La Val Genova si trova all’interno del Parco Naturale Adamello-Brenta ed è conosciuta per la sua ricchezza d’acqua.. le immagini che riporto ne sono la prova. Ed ecco la valle delle cascate, la più importante ed una delle più alte del Trentino è proprio questa: la cascata di Nardis. 

Il paesaggio è favoloso e sembra di essere entrati appunto in una fiaba. Abbiamo incontrato tantissime persone, italiani e stranieri e molte famiglie. Tutti rigorosamente con zaino in spalla e scarponi, considerato che in estate si può entrare solo con i pullman (per arrivare in fondo alla valle ci vogliono poco più di 15 km dall’abitato di Carisolo).

Una bellissima giornata con il sole che filtrava tra i larici…io li adoro, li fotograferei tutti se potessi…così maestosi, così saggi…. 

Quando si arriva in fondo, la valle si apre e di fronte ti trovi lo spettacolare massiccio dell’Adamello mentre alle spalle lasci le incantevoli Dolomiti di Brenta.
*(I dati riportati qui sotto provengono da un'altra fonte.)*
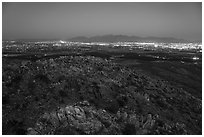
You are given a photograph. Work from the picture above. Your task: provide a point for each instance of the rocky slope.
(89, 95)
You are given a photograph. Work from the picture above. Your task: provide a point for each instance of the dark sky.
(67, 20)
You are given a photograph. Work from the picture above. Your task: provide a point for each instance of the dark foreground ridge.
(91, 95)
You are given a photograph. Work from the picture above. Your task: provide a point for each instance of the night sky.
(67, 20)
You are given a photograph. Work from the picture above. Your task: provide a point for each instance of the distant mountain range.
(123, 38)
(115, 38)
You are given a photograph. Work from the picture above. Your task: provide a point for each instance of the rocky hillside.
(89, 95)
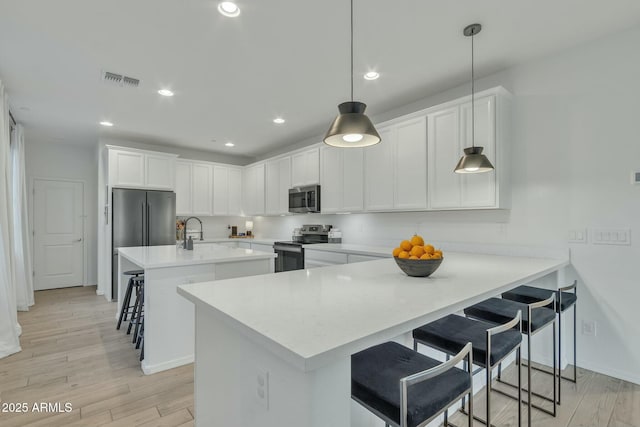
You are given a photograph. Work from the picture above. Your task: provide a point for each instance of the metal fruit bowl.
(418, 267)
Qui c’è molto da vedere e da imparare ma se non ti accompagna chi conosce, chi vive questo luogo puoi davvero perderti moltissimo.

Nel torrente che scorre al centro della valle abbiamo visto tantissimi piccoli salmerini alpini, pesci che amano vivere proprio in queste fredde e ossigenate acque. Purtroppo sono anche molto veloci e nonostante io abbia provato con gli scatti multipli…niente da fare!
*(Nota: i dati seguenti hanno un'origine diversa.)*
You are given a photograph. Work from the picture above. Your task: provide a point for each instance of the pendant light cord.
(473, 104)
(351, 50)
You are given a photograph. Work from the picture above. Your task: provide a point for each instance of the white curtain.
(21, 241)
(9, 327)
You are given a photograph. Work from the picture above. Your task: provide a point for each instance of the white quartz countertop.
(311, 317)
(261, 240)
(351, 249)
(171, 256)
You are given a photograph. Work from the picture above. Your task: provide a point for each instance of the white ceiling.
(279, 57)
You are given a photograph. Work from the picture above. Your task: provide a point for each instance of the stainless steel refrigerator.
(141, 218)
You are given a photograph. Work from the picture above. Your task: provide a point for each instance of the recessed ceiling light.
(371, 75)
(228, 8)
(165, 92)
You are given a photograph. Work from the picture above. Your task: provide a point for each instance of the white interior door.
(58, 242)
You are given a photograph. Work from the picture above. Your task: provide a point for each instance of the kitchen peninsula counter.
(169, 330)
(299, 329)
Ed eccomi sul trono della Val Genova, mi sentivo davvero una regina…avessi avuto l’ attrezzatura giusta sarei partita verso un posto che io amo moltissimo… 

Ero nel mio ambiente, al pascolo. Beh, se parte una battuta sappiate che non mi offendo…se avete pensato a mucche o capre, sono animali che io adoro e che trovo splendidi e molto intelligenti quindi è perfetto! Le malghe punteggiano queste valli anche se non sono moltissime quelle che ancor oggi producono in loco.  

Il larice pluricentenario…abbracciarlo è un must! perché ti trasmette forza, energia, ottimismo, gioia. E ti scalda l’anima, proprio come farebbe una mamma. Infatti l’abbiamo proprio chiamato “la madre dei larici della Val Genova”.

Non mancano i fiori qui…ci sono orchidee selvatiche (il Trentino ne ha moltissime specie riconosciute), il giglio martagone…
 

 …distese infinite di timo selvatico…

…e anche alcune tipologie di cardo selvatico. Questo per me è spettacolare.

Siamo riusciti a portare un po’ della Val Genova a casa, un po’ abbiamo raccolto e un po’ abbiamo trovato per terra…così abbiamo aromatizzato alcune grappe della Val di Cembra che ci aiuteranno a impreziosire le nostre serate invernali…e almeno per un momento, torneremo là con il pensiero e rivivremo la Val Genova.